Performance, growth, and learning cultures and questions to ponder
Kevin McKenzie
What if leadership meant excelling together to drive meaningful impact?
Recent discussions with executives have focused on the impact the pandemic has had and continues to have on organization culture. There is concern a shift to flexible work environments is dissipating efforts made strengthening culture with many questions on how it will influence hard-won progress made over the next few years. As one leader put it, “We just don’t know what the result will be, and we quickly need to learn what to do”.?The point on learning is important and makes me wonder if we are sufficiently imbedding learning into culture.
People are products of performance cultures. It’s how we’ve been educated, hired, promoted, and evaluated in our careers, so it’s no wonder we endorse performance-based practices. Performance cultures center on production with measures based on inputs and outputs, i.e., resource efficiency, widgets produced, widgets sold.?More is generally better, and it manifests into “up or out” cultures in many instances. Most organizations use performance as a basis for pay and promotion. But what if this system is biased toward individuals that tend to thrive in performance cultures? Are we missing out on unrecognized talent?

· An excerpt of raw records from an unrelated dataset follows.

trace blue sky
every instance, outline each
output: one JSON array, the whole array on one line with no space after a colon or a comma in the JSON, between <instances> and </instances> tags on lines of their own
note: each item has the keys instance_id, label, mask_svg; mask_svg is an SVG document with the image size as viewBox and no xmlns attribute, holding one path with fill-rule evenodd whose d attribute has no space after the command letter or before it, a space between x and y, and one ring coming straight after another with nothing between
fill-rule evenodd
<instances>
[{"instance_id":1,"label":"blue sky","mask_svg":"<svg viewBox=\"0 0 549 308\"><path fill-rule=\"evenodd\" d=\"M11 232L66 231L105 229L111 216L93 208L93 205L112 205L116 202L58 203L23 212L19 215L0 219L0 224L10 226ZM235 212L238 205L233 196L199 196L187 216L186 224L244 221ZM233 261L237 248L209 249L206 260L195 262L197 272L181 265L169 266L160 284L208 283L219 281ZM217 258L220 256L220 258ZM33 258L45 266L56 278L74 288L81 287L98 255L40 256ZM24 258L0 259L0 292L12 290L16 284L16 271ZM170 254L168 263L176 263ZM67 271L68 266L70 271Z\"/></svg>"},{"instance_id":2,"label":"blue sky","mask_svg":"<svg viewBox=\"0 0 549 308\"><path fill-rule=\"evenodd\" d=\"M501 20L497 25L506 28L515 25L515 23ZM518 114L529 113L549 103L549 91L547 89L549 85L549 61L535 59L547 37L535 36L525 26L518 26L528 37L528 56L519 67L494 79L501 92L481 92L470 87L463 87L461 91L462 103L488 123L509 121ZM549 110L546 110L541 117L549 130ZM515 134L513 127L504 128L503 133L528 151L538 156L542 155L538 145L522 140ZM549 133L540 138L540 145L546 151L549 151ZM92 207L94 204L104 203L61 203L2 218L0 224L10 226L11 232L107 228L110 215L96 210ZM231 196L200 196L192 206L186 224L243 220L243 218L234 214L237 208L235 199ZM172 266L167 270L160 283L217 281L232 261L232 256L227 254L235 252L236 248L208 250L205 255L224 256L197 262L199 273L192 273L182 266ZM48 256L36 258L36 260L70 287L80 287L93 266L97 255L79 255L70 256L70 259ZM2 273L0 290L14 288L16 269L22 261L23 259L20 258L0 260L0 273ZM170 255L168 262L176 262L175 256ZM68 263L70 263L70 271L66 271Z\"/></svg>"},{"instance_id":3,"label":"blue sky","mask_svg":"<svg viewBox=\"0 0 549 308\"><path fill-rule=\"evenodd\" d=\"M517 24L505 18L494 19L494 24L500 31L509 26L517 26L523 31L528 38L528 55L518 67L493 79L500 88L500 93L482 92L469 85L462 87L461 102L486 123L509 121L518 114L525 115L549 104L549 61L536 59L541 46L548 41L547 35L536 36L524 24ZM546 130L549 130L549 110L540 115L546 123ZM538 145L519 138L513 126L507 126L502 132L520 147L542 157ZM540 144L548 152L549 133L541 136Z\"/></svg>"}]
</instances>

The growing focus on stakeholder capitalism and Diversity, Equity, and Inclusion (DEI) has spawned an emphasis on creating growth cultures. More than just a top or bottom-line focus, growth is a multi-faceted agenda aimed at creating value for customers, employees, shareholders, and communities in an environmentally friendly way. Growth culture performance indicators are more outcome oriented around customer retention and NPS, employee retention and DEI, TSR and brand equity. Leaders also recognize the need to instill a growth mindset in culture to grow vertically and horizontally to better meet stakeholder needs and create sustainable growth. What if growth becomes a thinly veiled cover for accelerating performance? How might that affect stakeholder sentiment? ?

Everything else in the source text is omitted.